Researchers develop AI tool to evade Internet censorship

Meet the new AI tool which automatically learns how to evade Internet censorship around the world. Here’s what else it can do…

The research particularly names India, China, and Kazakhstan for using Internet censorship as a tool to curb freedom of expression and how the new AI tool can help people in these countries to evade censorship.

Internet censorship, basically, is a very effective strategy used by dictatorial governments to limit access to information available online for controlling freedom of expression and prevent rebellion and discord.

Countries at the forefront of adopting Internet censorship, as per the findings of the 2019 Freedom House report, are India and China as these are declared to be the worst abusers of digital freedom.

Conversely, the US, Brazil, Sudan, and Kazakhstan are the countries where Internet freedom has considerably declined recently. When a country curbs Internet freedom, activists need to find ways to evade it. However, they may not need to manually search for it now that “Geneva” is here. The term is a shorter version of Genetic Evasion.

Geneva is a genetic algorithm or a type of biologically-inspired AI developed to automatically learn to identify ways of evading government’s online censorship and until now it has identified dozens of methods to circumvent internet censorship in India, China, and Kazakhstan.

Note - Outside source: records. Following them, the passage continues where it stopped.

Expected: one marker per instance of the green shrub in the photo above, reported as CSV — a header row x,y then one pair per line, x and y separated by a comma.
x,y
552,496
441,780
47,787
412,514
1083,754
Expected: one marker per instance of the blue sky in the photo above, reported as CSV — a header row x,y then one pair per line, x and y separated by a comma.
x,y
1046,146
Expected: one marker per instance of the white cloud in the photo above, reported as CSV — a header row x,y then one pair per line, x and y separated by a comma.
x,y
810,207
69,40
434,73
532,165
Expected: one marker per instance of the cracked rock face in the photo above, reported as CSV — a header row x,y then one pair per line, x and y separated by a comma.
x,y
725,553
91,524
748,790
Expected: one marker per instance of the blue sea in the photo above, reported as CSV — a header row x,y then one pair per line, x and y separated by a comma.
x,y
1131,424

Researchers develop AI tool to automatically evade Internet censorship

A blog post from the university explains that Geneva works in such a way that it can self-train to find methods of evading government restrictions and hence, gives activists a major edge over the government.  According to Professor Dave Levin, a member of the research team and senior author of the study, Geneva is the first step towards a brand new arms race in which:

“Artificial Intelligence systems of censors and evaders compete with one another. Ultimately, winning this race means bringing free speech and open communication to millions of users around the world who currently don’t have them.” 

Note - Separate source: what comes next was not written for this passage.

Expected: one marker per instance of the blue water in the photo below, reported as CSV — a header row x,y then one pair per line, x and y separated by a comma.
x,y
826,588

Geneva manages to evade Internet censorship by combining highly advanced evasion strategies with small pieces to codes that are analogous to DNA to break up, arrange and transmit data packets across the Internet. It also stores small sections of code that are most effective and replaces those that aren’t as effective with the new generation to improve the ability to evade censorship. 

It is a very common practice to monitor data packets sent during searches to block requests that contain certain sensitive keywords or completely restrict access to specific domains such as Twitter. Geneva can send data packets in different configurations to make it difficult for censors to limit access to the desired information.

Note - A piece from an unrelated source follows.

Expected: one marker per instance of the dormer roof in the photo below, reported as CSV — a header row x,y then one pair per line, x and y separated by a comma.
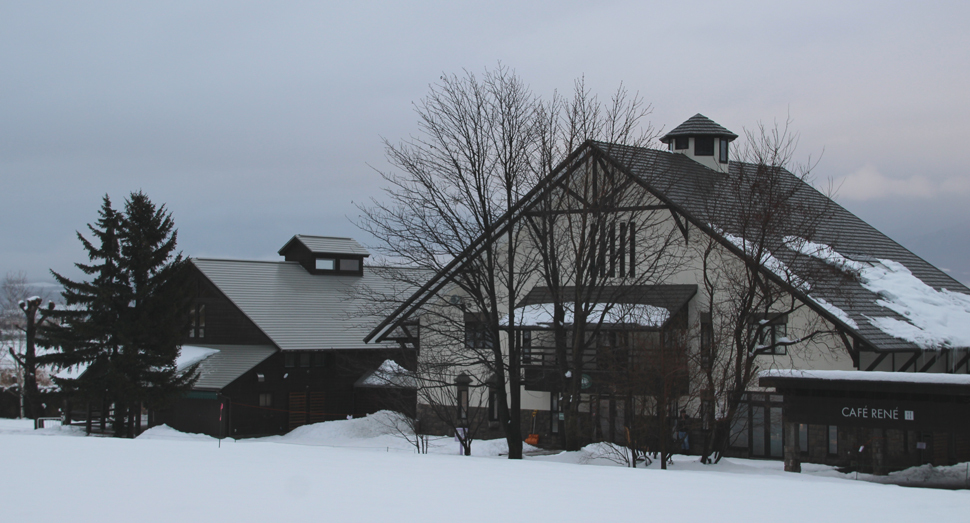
x,y
326,245
698,125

Moreover, using the same method of packet manipulation, Geneva was able to find ways to circumvent government censorship in India, China, and Kazakhstan. It also identified bugs that were impossible to find manually, claims the research team.

“This completely inverts how researchers typically approach the problem of censorship. Ordinarily, we identify how a censorship strategy works and then devise strategies to evade it. But now we let Geneva figure out how to evade the censor, and then we learn what censorship strategies are being used by seeing how Geneva defeated them,” states Levin.

The findings of the research and the code will soon be released by the researchers in the hope that it helps people gain access to information even if the government has restricted internet freedom. Furthermore, researchers aim to implement this tool on the server-side too so that websites that are frequently hammered by authoritarian governments, such as Wikipedia, to remain accessible.